Mortgage rates were essentially unchanged today.  Most lenders were microscopically lower in terms of closing costs, though several went the other direction.  On average, the movement barely registered, keeping rates at their highest levels since August 4th.  This also keeps the most prevalently quoted conforming 30yr fixed rate in limbo between 4.125 and 4.25% for top tier borrowers.  

Mortgage-Backed-Securities (MBS) are the financial instruments that groups of similar loans become in order to be traded on Wall Street and they have the most direct effect on rates.  MBS trade all day long whereas lenders will only put out new rate sheets once a day, and then "as needed" based on market changes.  MBS, along with the broader bond market have been under fairly constant pressure so far in September, which explains the recent rise in rates.

As we discussed yesterday, the weakness had been pervasive enough that we stood a chance to see a day or two of recovery.  Today looked like it would be one of those days early on, but as it progressed, MBS fell back to even weaker levels than yesterday.  Several lenders 'repriced' to slightly higher rates in the afternoon and the negativity continues for yet another day. 

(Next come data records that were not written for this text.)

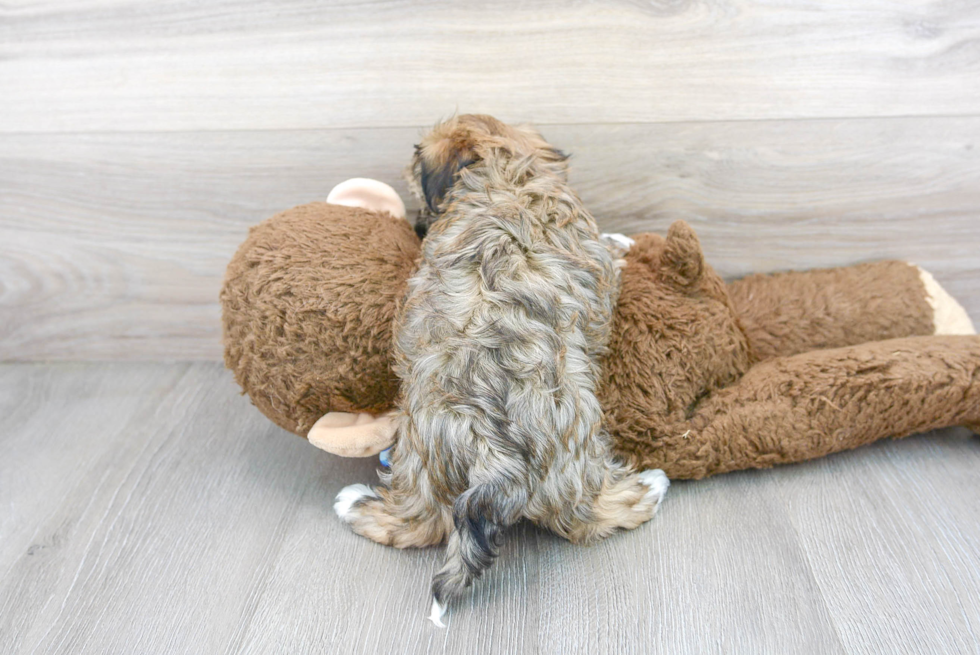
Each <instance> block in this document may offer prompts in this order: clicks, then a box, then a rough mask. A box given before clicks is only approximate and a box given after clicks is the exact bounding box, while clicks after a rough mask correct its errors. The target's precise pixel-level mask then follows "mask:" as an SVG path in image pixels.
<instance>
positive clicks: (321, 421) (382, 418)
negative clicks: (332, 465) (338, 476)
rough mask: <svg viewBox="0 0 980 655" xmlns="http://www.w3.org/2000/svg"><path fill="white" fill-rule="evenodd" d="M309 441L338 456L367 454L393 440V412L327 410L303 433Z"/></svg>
mask: <svg viewBox="0 0 980 655" xmlns="http://www.w3.org/2000/svg"><path fill="white" fill-rule="evenodd" d="M306 438H307V439H309V441H310V443H311V444H313V445H314V446H316V447H317V448H320V449H321V450H325V451H327V452H328V453H333V454H334V455H340V456H341V457H370V456H371V455H377V454H378V453H380V452H381V451H382V450H384V449H385V448H388V447H389V446H391V445H392V444H394V443H395V421H394V413H393V412H389V413H388V414H382V415H381V416H372V415H371V414H363V413H362V414H351V413H348V412H329V413H327V414H324V415H323V416H322V417H320V420H318V421H317V422H316V423H314V424H313V427H312V428H310V431H309V433H308V434H307V435H306Z"/></svg>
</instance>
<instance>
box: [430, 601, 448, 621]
mask: <svg viewBox="0 0 980 655" xmlns="http://www.w3.org/2000/svg"><path fill="white" fill-rule="evenodd" d="M445 615H446V608H445V607H443V606H442V605H440V604H439V601H437V600H436V599H435V598H433V599H432V610H431V611H430V612H429V620H430V621H432V622H433V623H434V624H435V625H436V626H438V627H440V628H445V627H446V624H445V623H443V622H442V617H443V616H445Z"/></svg>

How long will this new trend toward higher rates last?  The most important day in the near future will likely be next Wednesday when we get a new policy statement from the Fed.  Many market participants expect the Fed to change the verbiage about rate-hiking timing.  Whether that happens or not, markets will likely be moving quickly after the statement is released.  Between now and then, hoping for a meaningful move lower in rates is risky.  Things could get worse before they get better.  If tomorrow morning's Retail Sales data happens to be significantly weaker than expected, it might help rates hold their ground a bit better against what has otherwise been a steady move to higher rates.

 

Loan Originator Perspective

"We received a reprieve from worsening rates today, and I'd personally take advantage of it. The risk of rates moving higher over the coming week is too great. We're at the high side of the range, and if that were to break, rates wouldn't move higher by a little....it would be by a lot. Take what you got today, lock and move forward." -Brent Borcherding, brentborcherding.com

"The risk for rates to increase in the near term are still high. Locking is the only thing to do at times like this. Should rates come down in the coming weeks which I expect will happen you can always renegotiate your rate." -Manny Gomes, Branch Manager, Norcom Mortgage

"Floating remains dangerous but we do have some solid support just over head on the benchmark 10 year. Following the strategy of float the highs, lock the lows, i would favor floating, but again that comes with risk. If the ceiling is broken, it could get ugly very fast. If you plan to float, make sure you stay in close contact with your loan originator. If 2.56 is broken, I would lock as quick as possible, until then i think floating is worth the risk." -Victor Burek, Open Mortgage

 

Today's Best-Execution Rates

  • 30YR FIXED - 4.125-4.25
  • FHA/VA - 3.75%
  • 15 YEAR FIXED -  3.25%-3.375
  • 5 YEAR ARMS -  3.0-3.50% depending on the lender


Ongoing Lock/Float Considerations

  • The hallmark of 2014 so far has been a disconcertingly narrow range in rates.  Too many market participants bet on rates going higher in 2014, and markets have punished that imbalance with a paradoxical move lower.

  • As of June, rates are now lower year-over-year, but that's mostly due to rates' path higher in 2013.  The current path in 2014 remains sideways, though it has recently approached (but not broken) the lows set in late May

  • European markets continue to play a prominent role, generally helping rates in the US remain lower than they otherwise might be. 

  • From a wider point of view, we're in limbo, waiting for the first significant move away from the narrow range.  The most prevalent top tier rates haven't changed since mid May

  • As always, please keep in mind that the rates discussed generally refer to what we've termed 'best-execution' (that is, the most frequently quoted, conforming, 30yr fixed rate for top tier borrowers, based not only on the outright price, but also 'bang-for-the-buck.'  Generally speaking, our best-execution rate tends to connote no origination or discount points--though this can vary--and tends to predict Freddie Mac's weekly survey with high accuracy.  It's safe to assume that our best-ex rate is the more timely and accurate of the two due to Freddie's once-a-week polling method).